The head of a computer science department is interested in estimating the proportion of students
entering the department who will choose the new computer engineering option. A preliminary sample
indicates that the proportion will be around 0.25. Therefore, what size sample should the department
head take if she wants to be 95% confident that the estimate is within 0.10 of the true proportion?
.......And what would be your answer to this question?
http://www.surveysystem.com/sscalc.htm#one
To the left, is a menu that will teach you.
To determine the sample size required for estimating a proportion with a desired level of confidence, you can use the formula for sample size calculation:
n = (Z^2 * p * q) / E^2
Where:
- n is the required sample size
- Z is the Z-score corresponding to the desired level of confidence (in this case, 95% confidence level)
- p is the estimated proportion from the preliminary sample (0.25)
- q is the complement of the estimated proportion (1 - p)
- E is the desired margin of error (0.10)

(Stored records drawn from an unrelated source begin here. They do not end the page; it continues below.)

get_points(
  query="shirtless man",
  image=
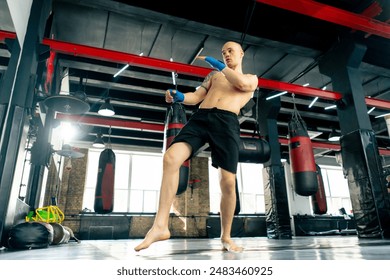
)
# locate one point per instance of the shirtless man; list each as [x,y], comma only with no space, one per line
[221,96]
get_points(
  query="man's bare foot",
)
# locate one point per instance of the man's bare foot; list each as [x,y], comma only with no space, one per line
[229,245]
[152,236]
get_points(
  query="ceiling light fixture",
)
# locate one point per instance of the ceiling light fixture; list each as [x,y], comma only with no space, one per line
[106,109]
[276,95]
[372,109]
[383,115]
[314,101]
[121,70]
[98,143]
[334,136]
[330,107]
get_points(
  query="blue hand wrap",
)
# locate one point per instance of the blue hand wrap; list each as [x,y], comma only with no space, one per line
[215,63]
[178,96]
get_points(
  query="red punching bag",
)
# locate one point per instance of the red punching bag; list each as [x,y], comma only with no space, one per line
[302,163]
[104,192]
[174,121]
[318,200]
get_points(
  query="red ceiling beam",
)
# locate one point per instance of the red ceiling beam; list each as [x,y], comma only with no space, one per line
[125,58]
[164,65]
[334,15]
[300,90]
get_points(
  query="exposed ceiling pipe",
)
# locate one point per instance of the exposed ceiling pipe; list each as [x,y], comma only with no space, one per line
[334,15]
[181,68]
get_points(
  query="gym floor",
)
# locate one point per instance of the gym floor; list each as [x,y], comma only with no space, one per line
[260,248]
[326,257]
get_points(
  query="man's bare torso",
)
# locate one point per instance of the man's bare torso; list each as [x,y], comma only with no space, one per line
[223,95]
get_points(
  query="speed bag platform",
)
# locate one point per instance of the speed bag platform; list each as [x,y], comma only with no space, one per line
[104,192]
[254,150]
[174,122]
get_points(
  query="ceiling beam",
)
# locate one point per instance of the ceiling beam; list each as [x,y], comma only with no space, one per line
[333,15]
[165,65]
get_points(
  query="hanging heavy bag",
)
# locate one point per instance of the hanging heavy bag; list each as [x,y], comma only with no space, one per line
[104,192]
[302,163]
[318,200]
[174,121]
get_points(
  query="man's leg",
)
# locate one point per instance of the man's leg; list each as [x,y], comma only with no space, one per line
[173,159]
[227,182]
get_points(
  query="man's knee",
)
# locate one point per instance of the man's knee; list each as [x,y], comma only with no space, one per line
[228,183]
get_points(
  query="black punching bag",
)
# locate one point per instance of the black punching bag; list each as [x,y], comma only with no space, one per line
[254,150]
[174,121]
[104,193]
[302,163]
[318,200]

First, we need to find the Z-score for a 95% confidence level. The Z-score can be obtained from a standard normal distribution table or by using a statistical software. For a 95% confidence level, the Z-score is approximately 1.96.

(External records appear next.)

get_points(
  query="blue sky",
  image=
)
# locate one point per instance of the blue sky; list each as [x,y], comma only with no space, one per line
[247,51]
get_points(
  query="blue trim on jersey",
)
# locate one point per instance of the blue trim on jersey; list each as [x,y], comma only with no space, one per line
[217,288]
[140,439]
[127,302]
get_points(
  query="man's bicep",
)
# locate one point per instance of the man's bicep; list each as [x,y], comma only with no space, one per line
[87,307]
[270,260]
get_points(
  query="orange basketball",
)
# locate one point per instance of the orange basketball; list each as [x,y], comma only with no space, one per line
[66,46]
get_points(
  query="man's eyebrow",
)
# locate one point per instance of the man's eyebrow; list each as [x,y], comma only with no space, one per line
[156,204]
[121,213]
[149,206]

Next, we can substitute the values into the formula:
n = (1.96^2 * 0.25 * (1 - 0.25)) / 0.1^2
n = 3.8416 * 0.25 * 0.75 / 0.01
n = 0.7209 / 0.01
n ≈ 72.09
Since the sample size should be a whole number, we round up to the nearest integer:
n ≈ 73
Therefore, the department head should take a sample size of 73 in order to be 95% confident that the estimate is within 0.10 of the true proportion.